The 2020 census data released Thursday shows that much of the fastest population growth occurred in the nation's largest cities, particularly the suburbs.
Between 2010 and 2020, North Carolina's population grew 9.5% to 10.4 million. During that same time, 51 North Carolina counties lost population and 49 grew.
With 1.13 million residents, Wake County is now the state's largest county, surpassing Mecklenburg as the most populous county in the state. Guilford, Forsyth, and Cumberland follow as the next most populous counties.
The five fastest-growing counties in the state from 2010-2020 were Johnston, Brunswick, Cabarrus, Wake, and Durham counties.
The Census also measures what it calls the "Diversity Index," a measure of how likely it is that two people drawn at random will be from different race and ethnicity groups. The index in North Carolina is just shy of 58 percent, which ranks the state 19th out of the 50 states and the District of Columbia. Louisiana is one spot ahead of us, and Washington state one spot behind us. At the very top of this list are Hawaii and California, and at the bottom are Maine and West Virginia.
The diversity index is available by county as well. Robeson County has the highest likelihood that two people chosen at random will be from different racial or ethnic groups. Hoke, Durham, Mecklenburg, Cumberland, Scotland, and Guilford counties all had diversity indexes of 65 percent or higher. Generally, the mountain counties are less racially diverse than the counties along I-95. Most coastal counties rank somewhere in between.
Data Will Serve As Building Block For Redistricting Before 2022 Elections
The data will serve as the building block to redraw 429 U.S. House districts in 44 states and 7,383 state legislative districts across the U.S. The official goal is to ensure each district has roughly the same number of people.
But many Republicans and Democrats will be operating with another goal — to ensure the new lines divide and combine voters in ways that make it more likely for their party's candidates to win future elections, a process called gerrymandering. The parties' successes in that effort could determine whether taxes and spending grow, climate-change polices are approved or access to abortion is expanded or curtailed.
Republicans need to gain just five seats to take control of the U.S. House in the 2022 elections — a margin that could potentially be covered through artful redistricting.
"Redistricting really is the ballgame this cycle in the House," said David Wasserman, an analyst for congressional races at The Cook Political Report. "Even tiny changes to district lines could have huge implications that tip the balance of power in the House."
As they did after the 2010 census, Republicans will hold greater sway in the redistricting process.

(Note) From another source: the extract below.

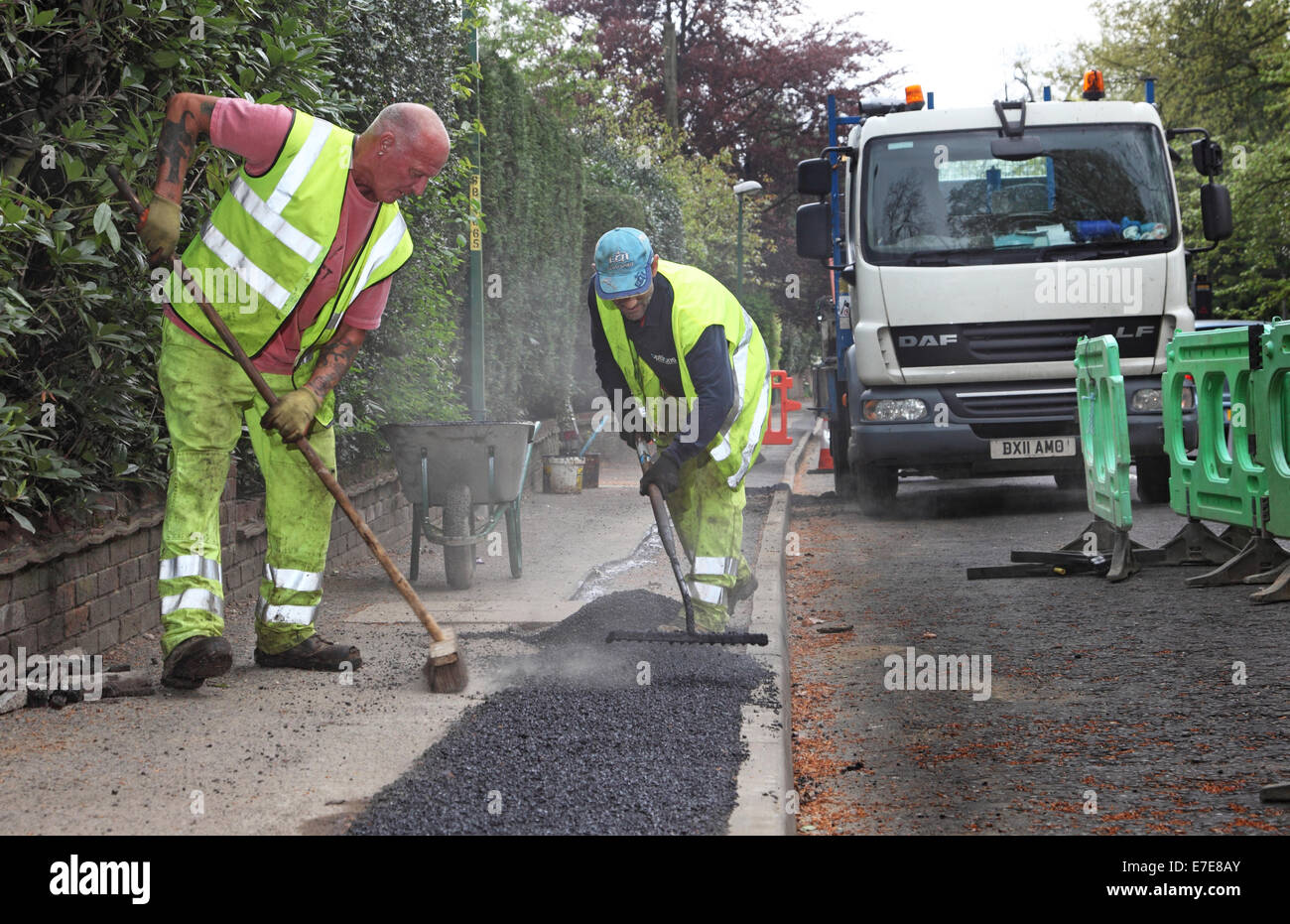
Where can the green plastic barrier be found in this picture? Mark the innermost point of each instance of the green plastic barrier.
(1271, 389)
(1222, 482)
(1103, 429)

The GOP will control redistricting in 20 states accounting for 187 U.S. House seats, including the growing states of Texas, Florida, Georgia and North Carolina. By contrast, Democrats will control redistricting in just eight states accounting for 75 seats, including New York and Illinois, where the loss of a seat in each gives them a chance to squeeze out Republican incumbents.
In 16 other states accounting for 167 U.S. House seats, districts will be drawn either by independent commissions or by politically split politicians with legislative chambers led by one party and governors of another. Six states have just one U.S. House seat, so there are no district lines to be drawn.
States with significant population shifts provide some of the best opportunities for parties to gain an advantage through redistricting. They can add a favorable district, eliminate one held by their opponent or redraw a competitive district to contain a more comfortable majority of supporters.
The redistricting process will be conducted on a compressed timeline. States are getting the data more than four months later than originally scheduled because of difficulties in conducting the 2020 census during the coronavirus pandemic.
That means map-drawers will have to work quickly to meet constitutional deadlines in some states or seek judicial approval to take longer.
This story will be updated as more data become available.